Chris Froome and I have something in common

This morning’s Giro d’Italia stage saw Chris Froome come unglued from the leading riders, watching them ride on ahead while he got to think about the time he’s losing and how to minimize his losses. It was a moment of weakness in a race that, for him, is defined by unusual and difficult scenarios, beginning with the doping issue hanging over his head (he was tested at twice the legal amount of Albuterol during last-summer’s Tour of Spain, as yet unresolved in terms of penalty) plus his goal of winning both the Giro and the Tour de France in the same year. Watching him ride this morning was painful to watch. But he stayed cool and in interviews, talks the long game, knowing that we’re not even halfway through with the biggest climbs ahead, plus a time trial where he’s expected to do very well.

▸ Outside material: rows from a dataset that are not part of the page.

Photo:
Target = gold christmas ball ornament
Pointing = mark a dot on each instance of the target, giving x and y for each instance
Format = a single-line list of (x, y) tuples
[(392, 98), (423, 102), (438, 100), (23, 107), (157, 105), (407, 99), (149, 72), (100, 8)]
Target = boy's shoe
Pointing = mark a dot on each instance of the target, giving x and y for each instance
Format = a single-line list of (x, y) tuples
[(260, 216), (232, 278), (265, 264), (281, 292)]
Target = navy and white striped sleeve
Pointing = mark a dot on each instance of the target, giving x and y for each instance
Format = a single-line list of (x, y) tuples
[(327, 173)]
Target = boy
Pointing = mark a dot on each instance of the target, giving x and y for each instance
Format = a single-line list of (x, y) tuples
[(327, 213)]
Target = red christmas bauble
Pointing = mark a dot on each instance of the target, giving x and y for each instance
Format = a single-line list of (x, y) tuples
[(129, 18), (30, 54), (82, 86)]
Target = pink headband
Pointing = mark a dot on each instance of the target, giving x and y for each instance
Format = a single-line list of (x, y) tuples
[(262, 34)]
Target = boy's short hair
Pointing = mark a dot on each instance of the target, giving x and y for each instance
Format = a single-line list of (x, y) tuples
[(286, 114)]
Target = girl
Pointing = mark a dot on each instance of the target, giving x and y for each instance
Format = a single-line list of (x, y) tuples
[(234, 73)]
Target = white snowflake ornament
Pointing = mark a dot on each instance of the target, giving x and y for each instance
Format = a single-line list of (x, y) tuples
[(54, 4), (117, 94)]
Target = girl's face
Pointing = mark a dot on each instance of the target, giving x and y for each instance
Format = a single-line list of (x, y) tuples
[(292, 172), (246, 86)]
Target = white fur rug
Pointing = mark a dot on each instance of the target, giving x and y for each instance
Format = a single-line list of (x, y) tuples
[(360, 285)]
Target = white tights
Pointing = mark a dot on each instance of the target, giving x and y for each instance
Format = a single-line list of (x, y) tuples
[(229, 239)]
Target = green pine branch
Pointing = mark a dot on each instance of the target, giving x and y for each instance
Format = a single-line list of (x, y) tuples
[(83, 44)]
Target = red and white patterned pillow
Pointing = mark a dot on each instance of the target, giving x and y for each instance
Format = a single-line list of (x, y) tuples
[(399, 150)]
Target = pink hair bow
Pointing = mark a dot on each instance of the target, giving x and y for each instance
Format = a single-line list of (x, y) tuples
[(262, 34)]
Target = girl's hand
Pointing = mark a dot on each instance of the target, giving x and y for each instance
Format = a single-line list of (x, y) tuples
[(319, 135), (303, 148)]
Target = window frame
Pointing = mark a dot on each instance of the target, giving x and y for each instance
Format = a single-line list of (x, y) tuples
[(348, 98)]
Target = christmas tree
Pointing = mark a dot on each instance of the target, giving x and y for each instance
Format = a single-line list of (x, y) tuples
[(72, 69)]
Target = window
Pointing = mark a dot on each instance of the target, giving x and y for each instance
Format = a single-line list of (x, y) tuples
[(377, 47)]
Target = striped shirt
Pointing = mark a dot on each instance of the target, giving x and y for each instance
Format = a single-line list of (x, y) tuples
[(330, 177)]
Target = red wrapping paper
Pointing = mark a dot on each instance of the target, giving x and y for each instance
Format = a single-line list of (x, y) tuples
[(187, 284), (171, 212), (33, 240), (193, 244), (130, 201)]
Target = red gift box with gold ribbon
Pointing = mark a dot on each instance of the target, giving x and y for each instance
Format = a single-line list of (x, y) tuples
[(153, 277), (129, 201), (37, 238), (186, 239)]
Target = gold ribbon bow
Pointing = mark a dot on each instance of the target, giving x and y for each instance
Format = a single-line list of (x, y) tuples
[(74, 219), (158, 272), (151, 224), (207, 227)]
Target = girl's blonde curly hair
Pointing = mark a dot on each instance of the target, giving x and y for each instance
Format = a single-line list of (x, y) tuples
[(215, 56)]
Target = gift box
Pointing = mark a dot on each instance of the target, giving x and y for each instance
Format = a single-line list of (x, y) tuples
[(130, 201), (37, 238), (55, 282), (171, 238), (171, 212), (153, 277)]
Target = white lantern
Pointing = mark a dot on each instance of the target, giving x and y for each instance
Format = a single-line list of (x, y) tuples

And of course, all his issues started because of a breathing problem. Like me, he uses an Albuterol inhaler before hard physical efforts, to help his lungs work better. But Chris Froome, on his very worst day, can outride me on an e-bike on a great day. Maybe I need to take enough to trigger a positive doping test?

OK, today’s ride- Solo ride as Kevin has recently developed (or re-developed, since this has happened before) a very sore knee. My thinking is that he doesn’t have enough base miles to support the hard-charging hill climbing he’s capable of. I don’t know how he does it; he can skip quite a few rides and still ride very hard & fast up Kings, Old LaHonda, Tunitas, you name it.

It would have been nice to be just a bit warmer and not have to wear a base layer and leg warmers, but really can’t complain too much; it was between 54-64 degrees. No need for long-fingered gloves anyway! West Old LaHonda was too slow to mention and had me wondering if I’d make it back in time for mother’s day dinner. I recovered a bit on Haskins, and arrived in Pescadero feeling pretty good. Mtn Dew and an Ollalieberry Strudel and I was fueled up for the return.

Stage Road… could have been more fun without a tail wind. Why? Because in the Strava era, you can’t waste a tail wind. You have to push and see if you can “accomplish” something. Today, I did. No personal bests, but I did get my 2nd fastest time up the first Stage Road climb.

No Tunitas today; I thought it would be a bit faster taking 84 back. I’m not sure if that’s really the case though. From San Gregorio, it takes just under an hour to get to Skyline via 84, while going by way of Tunitas, it takes… maybe just a few minutes more. And from Tunitas you get dropped off at the base of Kings instead of having to ride from the base of 84. My guess? It might actually be a couple minutes faster via Tunitas.